Join 132,603 C# Programmers for FREE! Get instant access to thousands of C# experts, tutorials, code snippets, and more! There are 936 people online right now. Registration is fast and FREE... Join Now!
I have been given an interesting problem at work. We scrape the Dept. of Labor & Industries website to get information on contractors, which in turn is then used to populate some fields in our web portal for our insurance agents. Recently, they have changed their site. To access some of the data you now have to click a link on the page which will cause a postback and a table with the additional information will show up.
The site is done in ASP.NET.
Now personally, I have never done any website scraping. Getting the HTML and parsing the data I need from it is not a problem. I am using the HttpWebRequest/HttpWebResponse objects to get the HTML.

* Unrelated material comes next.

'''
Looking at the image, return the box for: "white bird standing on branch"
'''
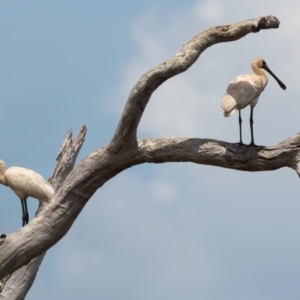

The issue is how do I cause the postback to occur for a specific control on the page. I imagine ViewState will come into play. Since I have never done anything like this, I am not sure how to approach the problem.
Just looking for any suggestions on how to best approach this problem.
You will need to store the credentials (if any) into the network stream and catch the value of the viewstate that is set. I have a small function that catches the viewstate that I wrote a while back, haven't done much with it, but if you would like I'll post it as a snippet here. Don't know how reliable it is either as I have only tested it on one site.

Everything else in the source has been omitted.